In AppDomain 1, we ask AppDomain 2 to create an instance of our intermediary class. This request creates a real instance over in AppDomain 2. Back in AppDomain 1, we get a proxy. If you call a method on the proxy in AppDomain 1, the arguments get serialized and thrown over the chasm to the real object in AppDomain 2. When the work is performed and the real object returns a result, that result is serialized and thrown back over the chasm to AppDomain 1. It feels like a regular method call.
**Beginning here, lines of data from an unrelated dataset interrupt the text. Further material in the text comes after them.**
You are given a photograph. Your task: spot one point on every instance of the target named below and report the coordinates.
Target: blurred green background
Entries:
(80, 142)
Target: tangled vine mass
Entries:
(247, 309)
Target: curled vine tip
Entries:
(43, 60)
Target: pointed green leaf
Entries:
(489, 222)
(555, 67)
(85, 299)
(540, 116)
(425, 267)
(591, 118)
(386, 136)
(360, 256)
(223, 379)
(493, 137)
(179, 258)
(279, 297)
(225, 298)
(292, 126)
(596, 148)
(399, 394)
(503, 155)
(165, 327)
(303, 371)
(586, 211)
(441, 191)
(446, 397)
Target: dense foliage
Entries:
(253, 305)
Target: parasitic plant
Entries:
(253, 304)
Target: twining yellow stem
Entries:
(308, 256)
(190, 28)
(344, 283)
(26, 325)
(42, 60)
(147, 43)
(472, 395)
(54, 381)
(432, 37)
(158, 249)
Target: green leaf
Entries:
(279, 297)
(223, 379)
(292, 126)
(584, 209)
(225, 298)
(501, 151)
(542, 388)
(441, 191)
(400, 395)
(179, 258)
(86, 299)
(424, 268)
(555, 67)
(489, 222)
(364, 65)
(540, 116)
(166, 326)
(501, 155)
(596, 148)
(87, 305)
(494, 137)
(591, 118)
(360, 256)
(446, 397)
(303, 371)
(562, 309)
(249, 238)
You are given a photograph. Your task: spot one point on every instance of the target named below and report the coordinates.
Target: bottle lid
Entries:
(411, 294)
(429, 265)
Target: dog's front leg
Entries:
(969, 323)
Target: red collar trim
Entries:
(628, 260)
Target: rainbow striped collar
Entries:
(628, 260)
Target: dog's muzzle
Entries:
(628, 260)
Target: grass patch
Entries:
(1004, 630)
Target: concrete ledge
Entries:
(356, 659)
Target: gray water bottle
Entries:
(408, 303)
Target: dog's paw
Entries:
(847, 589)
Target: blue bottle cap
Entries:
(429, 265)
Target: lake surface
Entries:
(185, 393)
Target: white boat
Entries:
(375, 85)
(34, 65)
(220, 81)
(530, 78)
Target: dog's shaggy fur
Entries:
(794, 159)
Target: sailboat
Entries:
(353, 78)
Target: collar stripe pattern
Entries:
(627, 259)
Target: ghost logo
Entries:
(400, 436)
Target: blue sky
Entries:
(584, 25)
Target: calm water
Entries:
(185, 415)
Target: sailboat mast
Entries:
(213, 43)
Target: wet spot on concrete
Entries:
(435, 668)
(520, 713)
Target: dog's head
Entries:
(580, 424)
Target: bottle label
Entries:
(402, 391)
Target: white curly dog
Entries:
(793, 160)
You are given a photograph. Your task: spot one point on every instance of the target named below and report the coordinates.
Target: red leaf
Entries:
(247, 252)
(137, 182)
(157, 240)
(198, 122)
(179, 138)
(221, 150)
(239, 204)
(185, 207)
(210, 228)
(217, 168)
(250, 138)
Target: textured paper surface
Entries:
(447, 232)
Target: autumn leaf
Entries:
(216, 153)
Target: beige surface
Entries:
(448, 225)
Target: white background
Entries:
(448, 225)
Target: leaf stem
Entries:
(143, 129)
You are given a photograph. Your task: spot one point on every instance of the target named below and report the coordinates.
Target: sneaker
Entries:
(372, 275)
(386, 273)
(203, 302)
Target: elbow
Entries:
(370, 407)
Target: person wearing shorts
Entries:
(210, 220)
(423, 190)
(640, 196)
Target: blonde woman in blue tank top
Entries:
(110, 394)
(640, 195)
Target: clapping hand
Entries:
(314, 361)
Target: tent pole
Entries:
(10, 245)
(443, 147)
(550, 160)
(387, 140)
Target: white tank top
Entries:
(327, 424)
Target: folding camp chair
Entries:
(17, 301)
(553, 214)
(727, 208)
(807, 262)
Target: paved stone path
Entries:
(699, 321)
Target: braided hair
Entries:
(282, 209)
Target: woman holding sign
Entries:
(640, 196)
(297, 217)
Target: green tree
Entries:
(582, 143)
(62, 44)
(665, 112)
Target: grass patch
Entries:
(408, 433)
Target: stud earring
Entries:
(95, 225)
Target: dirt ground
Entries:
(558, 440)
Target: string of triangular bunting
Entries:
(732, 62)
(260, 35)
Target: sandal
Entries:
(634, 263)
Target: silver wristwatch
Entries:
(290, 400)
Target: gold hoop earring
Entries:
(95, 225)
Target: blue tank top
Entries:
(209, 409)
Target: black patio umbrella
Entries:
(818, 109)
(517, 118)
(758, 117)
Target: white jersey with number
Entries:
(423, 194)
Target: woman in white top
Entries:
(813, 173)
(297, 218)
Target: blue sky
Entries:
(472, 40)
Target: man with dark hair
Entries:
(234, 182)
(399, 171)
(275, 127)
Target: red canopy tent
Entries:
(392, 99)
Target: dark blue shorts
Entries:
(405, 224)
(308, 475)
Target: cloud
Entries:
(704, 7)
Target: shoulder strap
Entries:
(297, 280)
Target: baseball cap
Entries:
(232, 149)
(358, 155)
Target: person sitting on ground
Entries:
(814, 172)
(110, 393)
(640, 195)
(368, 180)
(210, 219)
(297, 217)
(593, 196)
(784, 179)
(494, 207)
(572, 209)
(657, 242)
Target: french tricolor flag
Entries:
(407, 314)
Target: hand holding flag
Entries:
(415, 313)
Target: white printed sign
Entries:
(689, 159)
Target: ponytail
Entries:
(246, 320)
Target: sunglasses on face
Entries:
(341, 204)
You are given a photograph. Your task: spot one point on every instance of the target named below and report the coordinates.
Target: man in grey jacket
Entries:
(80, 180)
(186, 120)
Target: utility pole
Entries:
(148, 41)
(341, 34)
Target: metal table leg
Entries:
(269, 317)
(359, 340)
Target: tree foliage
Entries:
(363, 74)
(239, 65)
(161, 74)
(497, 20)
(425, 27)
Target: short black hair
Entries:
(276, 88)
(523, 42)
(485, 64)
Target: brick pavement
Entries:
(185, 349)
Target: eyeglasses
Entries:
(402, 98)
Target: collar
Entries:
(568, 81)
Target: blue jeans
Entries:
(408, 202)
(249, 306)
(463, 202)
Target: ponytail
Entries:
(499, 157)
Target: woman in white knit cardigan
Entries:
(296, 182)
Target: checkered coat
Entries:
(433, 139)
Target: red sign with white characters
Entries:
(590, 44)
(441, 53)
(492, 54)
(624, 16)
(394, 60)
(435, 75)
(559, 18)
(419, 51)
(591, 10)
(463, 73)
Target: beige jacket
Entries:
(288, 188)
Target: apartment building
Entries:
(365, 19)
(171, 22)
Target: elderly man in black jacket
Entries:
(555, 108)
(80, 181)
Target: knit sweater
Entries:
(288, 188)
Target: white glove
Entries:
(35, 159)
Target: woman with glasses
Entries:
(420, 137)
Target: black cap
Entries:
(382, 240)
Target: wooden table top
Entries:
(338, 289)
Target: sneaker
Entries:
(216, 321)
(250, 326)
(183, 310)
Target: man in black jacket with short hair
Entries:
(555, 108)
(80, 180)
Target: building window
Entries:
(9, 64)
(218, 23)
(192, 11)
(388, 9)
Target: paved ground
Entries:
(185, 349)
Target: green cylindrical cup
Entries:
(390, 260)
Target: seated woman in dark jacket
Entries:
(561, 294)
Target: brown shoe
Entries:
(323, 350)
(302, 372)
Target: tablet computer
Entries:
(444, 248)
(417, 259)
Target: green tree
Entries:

I created the ExecutionEnvironment to wrap all of the AppDomain interaction:

Upon construction, this class creates the second AppDomain, treating the given folder path as the BaseDirectory. You call Create<T>(...) in order to create an object in the new AppDomain. You get back a proxy which knows how to cross the chasm between AppDomains. Dispose() frees up the resources used by the secondary AppDomain and returns the current directory back to its original value. Fixie's Main method uses this class like so:

ConsoleRunner is our MarshalByRefObject, which effectively lives on both sides of the AppDomain chasm:

I wanted to minimize the amount of code that cared about AppDomains, so the MarshalByRefObject subclass is very small. It receives the assemblyPath (the serializable object that got thrown across the chasm), and defers to Runner as quickly as possible. Runner does the real work, and is used by both the console EXE and TestDriven.NET. Runner has no idea that AppDomains are involved at all. Only ConsoleRunner cares about that detail.

Isolating Test Execution

I came to this solution by studying the similar steps taken by NUnit, xUnit, and Machine.Specifications. All these test frameworks need to let the developer pretend that their unit test assembly is their main EXE, and they all do it by isolating test execution in a specially-configured AppDomain. AppDomains are like processes-within-the-process, and MarshalByRefObject classes help to make inter-AppDomain communication feel like regular method calls.

It takes a lot of work to set up AppDomains, communicate with them, and clean up afterwards. If you need to run code in isolation, ExecutionEnvironment is a useful starting point.